Donation-based crowdfunding is the process of sourcing financing for a project by asking a large number of contributors to donate small individual sums of money. This type of crowdfunding is suitable if you’re financing a charitable cause or supporting an individual or group in order to make an impact on a community or society. That’s why donation-based crowdfunding is popular for many non-profit organizations.

As a rule, the awesomeness of a crowdfunding platform is the number of projects it helped successfully fund. However, there are always opportunities for brand-new platforms to attract potential clients. For instance, such industries as real estate, biotechnology, healthcare, alternative energy and wearables are not so popular as social causes, IT business, music, and art.

  • In fact, recent studies show that strong mission-led businesses, driven by the desire to be a change for good, do better at attracting top talent.
  • Kiva is a nonprofit that offers business loans up to $10,000 with no interest and long repayment terms.
  • One of the pros of crowdfunding is the support of project development.
  • Once a campaign is live, they need to have the staff to handle questions from contributors, readers, and media outlets.
  • It can generate capital while leaving your client in control of their business.

Conversely, if you need millions of dollars to develop a new technology that may take years of R&D, Crowdfunding is not right for you since the return period is too long. In such a case, angel and venture capital investors are better suited for you. However, while many entrepreneurs are paranoid about their ideas being stolen, this risk doesn’t bother me at all. Because while your ideas are important, executing on them is more important. And realize that once you introduce your idea to the market, if it’s good enough, others WILL copy it. And particularly, it allows you to raise money from unaccredited investors without the myriad legal issues that often arise with these investors. Like any funding method, Crowdfunding has its pros and cons; and I want you to be fully informed with a plan for addressing each of them.

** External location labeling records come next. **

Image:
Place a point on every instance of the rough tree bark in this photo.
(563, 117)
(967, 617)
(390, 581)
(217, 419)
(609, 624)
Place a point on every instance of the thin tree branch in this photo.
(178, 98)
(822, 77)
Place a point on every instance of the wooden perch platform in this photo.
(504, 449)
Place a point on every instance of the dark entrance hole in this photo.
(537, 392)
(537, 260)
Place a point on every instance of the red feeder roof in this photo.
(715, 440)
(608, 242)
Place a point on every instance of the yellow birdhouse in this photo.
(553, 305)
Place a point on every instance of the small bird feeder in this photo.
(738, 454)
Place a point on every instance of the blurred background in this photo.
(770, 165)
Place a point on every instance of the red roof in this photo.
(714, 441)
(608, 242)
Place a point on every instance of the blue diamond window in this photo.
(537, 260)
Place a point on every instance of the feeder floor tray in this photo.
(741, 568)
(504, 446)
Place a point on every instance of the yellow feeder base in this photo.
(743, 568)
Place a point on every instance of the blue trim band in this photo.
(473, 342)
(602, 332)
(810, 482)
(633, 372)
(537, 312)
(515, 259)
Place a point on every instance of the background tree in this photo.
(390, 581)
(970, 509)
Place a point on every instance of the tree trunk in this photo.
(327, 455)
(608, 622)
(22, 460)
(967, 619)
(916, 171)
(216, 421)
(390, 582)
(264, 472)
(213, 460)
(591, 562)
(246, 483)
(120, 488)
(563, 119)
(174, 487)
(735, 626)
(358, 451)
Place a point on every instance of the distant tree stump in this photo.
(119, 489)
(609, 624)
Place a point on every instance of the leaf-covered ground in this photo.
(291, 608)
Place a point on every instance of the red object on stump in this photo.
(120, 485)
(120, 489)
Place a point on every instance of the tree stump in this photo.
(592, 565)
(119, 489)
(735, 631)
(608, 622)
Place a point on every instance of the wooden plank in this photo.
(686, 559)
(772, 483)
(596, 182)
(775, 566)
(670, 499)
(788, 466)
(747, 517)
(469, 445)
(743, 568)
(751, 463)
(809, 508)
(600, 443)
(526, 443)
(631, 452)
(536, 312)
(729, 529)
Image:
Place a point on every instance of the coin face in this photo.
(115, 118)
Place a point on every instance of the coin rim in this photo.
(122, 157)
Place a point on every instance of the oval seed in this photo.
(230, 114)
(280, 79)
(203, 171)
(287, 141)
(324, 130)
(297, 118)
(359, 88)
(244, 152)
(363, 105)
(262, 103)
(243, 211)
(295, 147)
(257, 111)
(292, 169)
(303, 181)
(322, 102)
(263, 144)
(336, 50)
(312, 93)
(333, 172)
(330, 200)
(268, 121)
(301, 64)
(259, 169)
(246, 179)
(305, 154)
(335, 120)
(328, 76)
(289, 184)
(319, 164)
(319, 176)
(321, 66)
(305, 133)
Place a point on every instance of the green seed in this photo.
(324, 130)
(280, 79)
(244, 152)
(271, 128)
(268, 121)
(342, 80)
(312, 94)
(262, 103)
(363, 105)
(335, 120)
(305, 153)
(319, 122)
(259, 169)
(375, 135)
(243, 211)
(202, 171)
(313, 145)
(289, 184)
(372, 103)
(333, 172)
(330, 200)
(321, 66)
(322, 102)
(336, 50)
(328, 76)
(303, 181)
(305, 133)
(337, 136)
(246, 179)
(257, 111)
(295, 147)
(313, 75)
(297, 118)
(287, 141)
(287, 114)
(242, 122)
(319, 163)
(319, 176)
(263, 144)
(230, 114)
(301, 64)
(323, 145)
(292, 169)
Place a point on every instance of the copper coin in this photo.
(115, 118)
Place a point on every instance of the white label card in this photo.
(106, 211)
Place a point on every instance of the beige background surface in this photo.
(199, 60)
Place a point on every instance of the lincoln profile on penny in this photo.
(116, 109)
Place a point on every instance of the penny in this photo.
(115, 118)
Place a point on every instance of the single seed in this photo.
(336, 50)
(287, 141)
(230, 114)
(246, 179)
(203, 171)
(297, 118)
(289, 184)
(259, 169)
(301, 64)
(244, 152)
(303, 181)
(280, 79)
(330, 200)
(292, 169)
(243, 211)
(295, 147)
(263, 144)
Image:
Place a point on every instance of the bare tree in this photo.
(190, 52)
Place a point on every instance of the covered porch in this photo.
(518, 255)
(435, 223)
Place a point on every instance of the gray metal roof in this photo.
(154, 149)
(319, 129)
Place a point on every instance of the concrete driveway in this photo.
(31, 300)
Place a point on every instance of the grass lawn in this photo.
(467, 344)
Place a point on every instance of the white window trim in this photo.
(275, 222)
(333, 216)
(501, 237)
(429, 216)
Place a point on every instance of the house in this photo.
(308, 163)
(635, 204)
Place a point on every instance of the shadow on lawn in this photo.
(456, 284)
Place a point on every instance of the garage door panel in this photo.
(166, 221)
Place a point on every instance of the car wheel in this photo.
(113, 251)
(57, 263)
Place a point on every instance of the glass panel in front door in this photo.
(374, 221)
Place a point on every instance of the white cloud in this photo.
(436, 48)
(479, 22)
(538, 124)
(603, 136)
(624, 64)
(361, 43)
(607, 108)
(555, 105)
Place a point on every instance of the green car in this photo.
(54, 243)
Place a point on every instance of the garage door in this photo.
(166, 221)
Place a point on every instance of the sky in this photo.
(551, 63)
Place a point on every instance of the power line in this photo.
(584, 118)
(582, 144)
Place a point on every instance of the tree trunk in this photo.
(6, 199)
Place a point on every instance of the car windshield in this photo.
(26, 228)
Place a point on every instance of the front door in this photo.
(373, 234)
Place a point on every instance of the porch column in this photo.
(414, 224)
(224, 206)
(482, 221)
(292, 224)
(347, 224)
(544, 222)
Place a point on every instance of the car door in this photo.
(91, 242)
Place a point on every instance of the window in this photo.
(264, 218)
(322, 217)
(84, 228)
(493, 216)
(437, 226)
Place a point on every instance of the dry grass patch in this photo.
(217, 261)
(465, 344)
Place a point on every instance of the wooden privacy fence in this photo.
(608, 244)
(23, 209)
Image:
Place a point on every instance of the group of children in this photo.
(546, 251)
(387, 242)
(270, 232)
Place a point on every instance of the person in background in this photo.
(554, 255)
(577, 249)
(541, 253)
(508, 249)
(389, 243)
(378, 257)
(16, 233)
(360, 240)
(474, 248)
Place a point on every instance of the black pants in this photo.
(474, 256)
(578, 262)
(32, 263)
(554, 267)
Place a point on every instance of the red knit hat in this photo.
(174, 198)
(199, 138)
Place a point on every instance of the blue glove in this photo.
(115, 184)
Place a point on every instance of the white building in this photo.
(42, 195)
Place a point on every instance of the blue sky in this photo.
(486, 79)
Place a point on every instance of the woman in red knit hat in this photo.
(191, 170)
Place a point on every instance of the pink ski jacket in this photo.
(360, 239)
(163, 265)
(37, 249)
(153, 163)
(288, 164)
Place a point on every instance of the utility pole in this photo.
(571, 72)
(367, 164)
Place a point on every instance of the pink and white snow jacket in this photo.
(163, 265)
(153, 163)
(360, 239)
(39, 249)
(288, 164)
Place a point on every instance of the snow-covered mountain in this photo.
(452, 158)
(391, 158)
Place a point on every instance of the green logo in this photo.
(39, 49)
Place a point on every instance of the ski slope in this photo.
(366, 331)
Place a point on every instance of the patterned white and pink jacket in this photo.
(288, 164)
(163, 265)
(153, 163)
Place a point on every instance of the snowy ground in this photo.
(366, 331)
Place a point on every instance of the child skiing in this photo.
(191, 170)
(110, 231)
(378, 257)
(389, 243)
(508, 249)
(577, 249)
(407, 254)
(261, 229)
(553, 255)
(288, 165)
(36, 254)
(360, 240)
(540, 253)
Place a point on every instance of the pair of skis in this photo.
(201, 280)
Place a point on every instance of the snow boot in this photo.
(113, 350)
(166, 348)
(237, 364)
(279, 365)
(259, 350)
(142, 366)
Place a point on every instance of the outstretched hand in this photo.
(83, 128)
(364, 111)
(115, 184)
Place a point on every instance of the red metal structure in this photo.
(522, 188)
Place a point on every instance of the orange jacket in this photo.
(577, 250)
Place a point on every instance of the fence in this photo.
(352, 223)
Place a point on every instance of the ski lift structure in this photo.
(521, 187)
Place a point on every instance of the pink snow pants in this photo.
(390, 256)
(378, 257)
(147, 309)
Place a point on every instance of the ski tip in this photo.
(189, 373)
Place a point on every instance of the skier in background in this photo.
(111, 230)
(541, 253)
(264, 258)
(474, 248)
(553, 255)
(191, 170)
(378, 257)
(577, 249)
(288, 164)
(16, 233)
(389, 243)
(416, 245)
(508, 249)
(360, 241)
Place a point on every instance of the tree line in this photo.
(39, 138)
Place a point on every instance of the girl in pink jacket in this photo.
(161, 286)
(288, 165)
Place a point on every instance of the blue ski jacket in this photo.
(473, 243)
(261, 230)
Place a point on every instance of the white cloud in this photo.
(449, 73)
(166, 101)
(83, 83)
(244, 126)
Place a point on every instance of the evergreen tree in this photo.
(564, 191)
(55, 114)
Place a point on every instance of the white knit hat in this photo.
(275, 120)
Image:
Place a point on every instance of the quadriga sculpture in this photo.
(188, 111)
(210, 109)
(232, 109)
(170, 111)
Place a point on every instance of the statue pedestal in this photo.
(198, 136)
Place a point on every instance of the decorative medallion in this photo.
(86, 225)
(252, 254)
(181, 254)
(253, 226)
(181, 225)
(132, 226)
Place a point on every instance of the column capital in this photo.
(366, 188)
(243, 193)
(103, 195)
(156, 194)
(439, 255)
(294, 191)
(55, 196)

However, the lowest cost platform to raise debt crowdfunding is Kiva. Kiva is a nonprofit that offers business loans up to $10,000 with no interest and long repayment terms. Crowdfunding is available across multiple platforms with different rewards structures and specializations. It’s no wonder that business owners often have unanswered questions when doing research. We answer the most frequently asked questions about crowdfunding below. “Rewards crowdfunding may be found through platforms like Indiegogo and Kickstarter, where individuals who donate to the campaign receive a reward for their donation. Large donations, in particular, receive more personalized and thoughtful gifts.

While business owners are looking to raise money for their businesses, individual investors may be looking for opportunities to make money by investing in these businesses. Investing through Regulation Crowdfunding is generally considered quite risky, which is why it is regulated by the Securities and Exchange Commission . Equity crowdfunding is relatively new, becoming legal in 2016 through Title III of the Jumpstart Our Businesses Act. This law aims to strike a balance between making investment funding available to small businesses, while helping to protect individual investors some of whom may be unaccredited investors.